The true value of music lies in the musicians ability to attract, entertain
and inspire an audience. Musicians are members of a local community who do best
when they remain local, enjoy local celebrity and assume positive, if not
exemplary roles. They contribute to the common good. Music education for
children has benefits in many directions and music literate teachers are
valuable in schools and as private educators in the community. If you assume,
as I do, that everyone should play and enjoy music – if only to clap your hands
and sing a tune- then musicians are always needed to promote musical
expressions. In my town, there are many musicians who are constantly at play.
Some entertain, teach and participate in a variety of musical groups. Some earn
a modest living but all enjoy their expression of music. Many amateur groups
practice and perform without pay just for the pleasure of making music.
Sometimes, young aspiring musicians are lured by the example of distant
celebrities and try in vain to become great singers or great bands. In my view,
the wish for celebrity can be self-defeating, a bad idea. Occasionally, a local
celebrity through much practice and dedication to the art of music will become
known outside the local community and one may even become rich and famous. It is
something like the lottery – its fun to fantasize what you could do if your won,
but the odds are 1 in 14 million, so don't hold your breath.

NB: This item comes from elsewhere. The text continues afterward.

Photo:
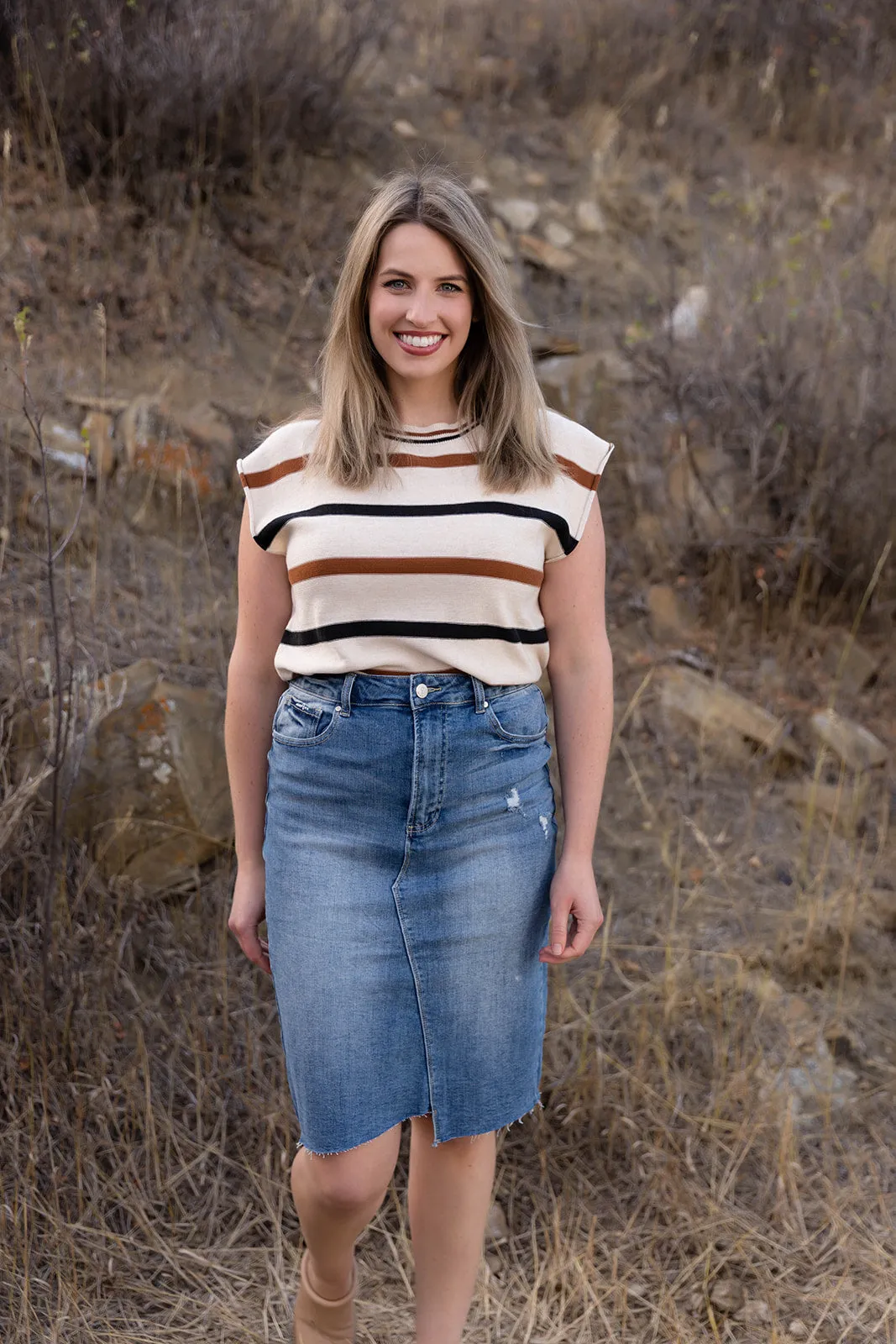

I tell the fame-seekers that commercial success is a product manufactured by
groups of business people. It is an industrial activity that turns a very small
number of specially compliant musicians and a few formula-produced songs into
products that will be mass-marketed and bought by millions of highly
programmed people. If you have a touch of artistic integrity or a taste of
personal freedom, you should probably stay far away.
Celebrity
Famous people have always fascinated inspired and led ordinary people. Fame
has always been achieved through stories, publicity and public spectacles. For
the long stretch of human history rulers, military leaders, and priests with
high status were the main celebrities. Gods and goddesses were made celebrities
by rulers and priests in the same way that actors became celebrities with the
sponsorship of wealthy movie studios.
In the 20th century, the expansion of media created in both local and
worldwide networks a more profuse and complicated world of celebrities. With the
ascent of popular music, radio, television and movies, one path to riches and
fame was popular music. By giving public performances, selling recordings and
appearing often in the media, a few popular singers became stars, even
with mediocre musical ability. If you look closely at 21st century celebrities,
you find mostly attractive, photogenic people whose faces are recognized by a
large audience. Photographs of celebrity faces became commodities purchased by a
receptive marketplace. Celebrity faces appear everywhere. Facial recognition is
an important determinant of human behavior. A familiar face becomes a friend; a
friend becomes family or even a lover. Fantasies of sharing wealth and fame
develop around the familial face. Some idolize and worship a familiar, celebrity
face.
Page wrote: “Celebrities are fascinating because they live in a parallel
universe—one that looks and feels just like ours yet is light-years beyond our
reach. Stars live in another world entirely, one that makes our lives seem
woefully dull by comparison. It’s easy to blame the media for this cognitive
whiplash. But the real celebrity spinmeister is our own mind, which tricks us
into believing the stars are our lovers and our social intimates. Celebrity
culture plays to all of our innate tendencies: We’re built to view anyone we
recognize as an acquaintance ripe for gossip or for romance. Since catching
sight of a beautiful face bathes the brain in pleasing chemicals, George
Clooney’s killer smile is impossible to ignore. Stars summon our most human
yearnings: to love, admire, copy and, of course, to gossip and to jeer. It’s
only natural that we get pulled into their gravitational field. John Lennon
infuriated the faithful when he said the Beatles were more popular than Jesus,
but he wasn’t the first to suggest that celebrity culture was taking the place
of religion. With its myths, its rituals and its ability to immortalize, it
fills a similar cultural niche. In a secular society our need for ritualized
idol worship can be displaced onto stars. Horan speculates that celebrity fills
some of the same roles the church fills for believers; the desire to admire the
powerful and the drive to fit into a community of people with shared values.”